Barnstable County Commissioners Break Open Meeting Law – Embarrass Cape Again – Get Off Scot- Free
by Lonnie Brennan
File this under ‘Democrats protecting Democrats, again.’
After receiving complaints that the notoriously non-transparent Barnstable County Board of Regional Commissioners had again run afoul of the truth, Democrat Attorney General Maura Healey’s office waited a full seven months – until AFTER the November elections, to release their findings.
The attorney general’s office cited the three sitting Democrat commissioners with violating the Open Meeting Law, G.L. c. 30A, §§ 18-25, in a near-silently released filing of a report (via e-mail only) on Nov. 18, 2022.
According to the attorney general’s office, the commissioners had run afoul of the law at an April 6th meeting. A detailed complaint was submitted by former commissioner Ron Beaty who noted that the chair of the board had acted at the meeting on a topic which was not posted. In short, she failed to notify the public that discussion and action on a major change in recommended federal fund allocations would take place.
After reviewing the extensive notes (responses/excuses) from Barnstable Commission Chair Sheila Lyons, the Assistant Attorney General – Division of Open Government – Elizabeth Carnes Flynn, noted: “Although we credit the Chair’s assertion that she did not know definitively that the Board would need to discuss and rescind its March 30 vote to allocate ARPA funds until the morning of April 6, we find that this topic was reasonably anticipated where the Chair was actively working with the Speaker to resolve the dispute and the Chair knew that if she heard from the Speaker regarding the proposed path forward before the April 6 meeting she would raise the topic of rescinding the Board’s March 30 vote at the April 6 meeting. Therefore, we find that the Board violated the Open Meeting Law by discussing a reasonably anticipated topic during its April 6 meeting that was not included on the notice for that meeting. See OML 2016-101; OML 2014-117. ”

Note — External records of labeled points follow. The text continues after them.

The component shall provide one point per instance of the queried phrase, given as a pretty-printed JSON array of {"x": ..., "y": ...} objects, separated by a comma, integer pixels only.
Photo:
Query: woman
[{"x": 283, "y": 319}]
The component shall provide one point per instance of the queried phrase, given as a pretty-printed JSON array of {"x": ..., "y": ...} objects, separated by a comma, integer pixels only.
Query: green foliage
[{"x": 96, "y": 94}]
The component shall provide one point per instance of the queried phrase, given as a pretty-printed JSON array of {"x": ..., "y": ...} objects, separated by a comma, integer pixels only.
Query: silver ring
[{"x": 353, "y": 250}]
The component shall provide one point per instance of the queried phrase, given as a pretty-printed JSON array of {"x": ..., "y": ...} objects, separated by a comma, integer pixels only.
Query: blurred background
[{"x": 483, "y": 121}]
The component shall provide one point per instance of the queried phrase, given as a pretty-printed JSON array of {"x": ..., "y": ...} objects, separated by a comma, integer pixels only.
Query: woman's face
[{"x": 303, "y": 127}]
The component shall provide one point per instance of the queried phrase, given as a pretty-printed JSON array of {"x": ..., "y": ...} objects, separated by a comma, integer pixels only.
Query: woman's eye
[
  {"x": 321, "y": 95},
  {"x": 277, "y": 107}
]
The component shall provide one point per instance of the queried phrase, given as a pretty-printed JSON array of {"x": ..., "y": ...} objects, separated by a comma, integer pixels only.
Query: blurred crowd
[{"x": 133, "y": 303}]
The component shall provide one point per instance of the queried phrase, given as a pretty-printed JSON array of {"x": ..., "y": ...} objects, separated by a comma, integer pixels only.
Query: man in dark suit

Additionally, the commissioners were called out for their lack of timely approval and posting of meeting minutes – keeping the public in the dark. Assistant attorney general wrote: “We find that the Board has not established good cause for delay in approving meeting minutes. In general, a public body’s workload does not constitute good cause for delay in approving meeting minutes.”
At the time of the complaint, 13 sets of meeting minutes were in arrears.
In her four-page letter, the assistant attorney general recapped the responses from the Commissioners during the investigation, and discounted each of the commissioner’s responses, citing why.
However, despite clear video-taped evidence readily available on YouTube, and a detailed, timely complaint, the attorney general’s office somehow took just over seven months to render an opinion (on something demonstrable provable in 10 minutes or less), until after the mid-term elections. And they waived any penalties to the commissions, as too much time had expired, and the commissioners – after being called out – had caught up with the missing 13 sets of minutes prior to the determination letter of Nov. 18, 2022.
“For the reasons stated above,” the assistant attorney general ended her letter, “we find that the Board violated the Open Meeting Law by discussing an anticipated topic that was not included on the notice for its April 6 meeting and by failing to timely approve thirteen sets of meeting minutes. We order the Board’s immediate and future compliance with the Open Meeting Law, and caution that similar future violations could be considered evidence of intent to violate the Law. Because the discussion at issue occurred in open session, is reflected in both the minutes for the April 6 meeting as well as the video recording of the April 6 meeting, and because of the time that has passed, we do not order additional remedial action. Likewise, because all thirteen sets of meeting minutes have been approved, we do not order further remedial action.”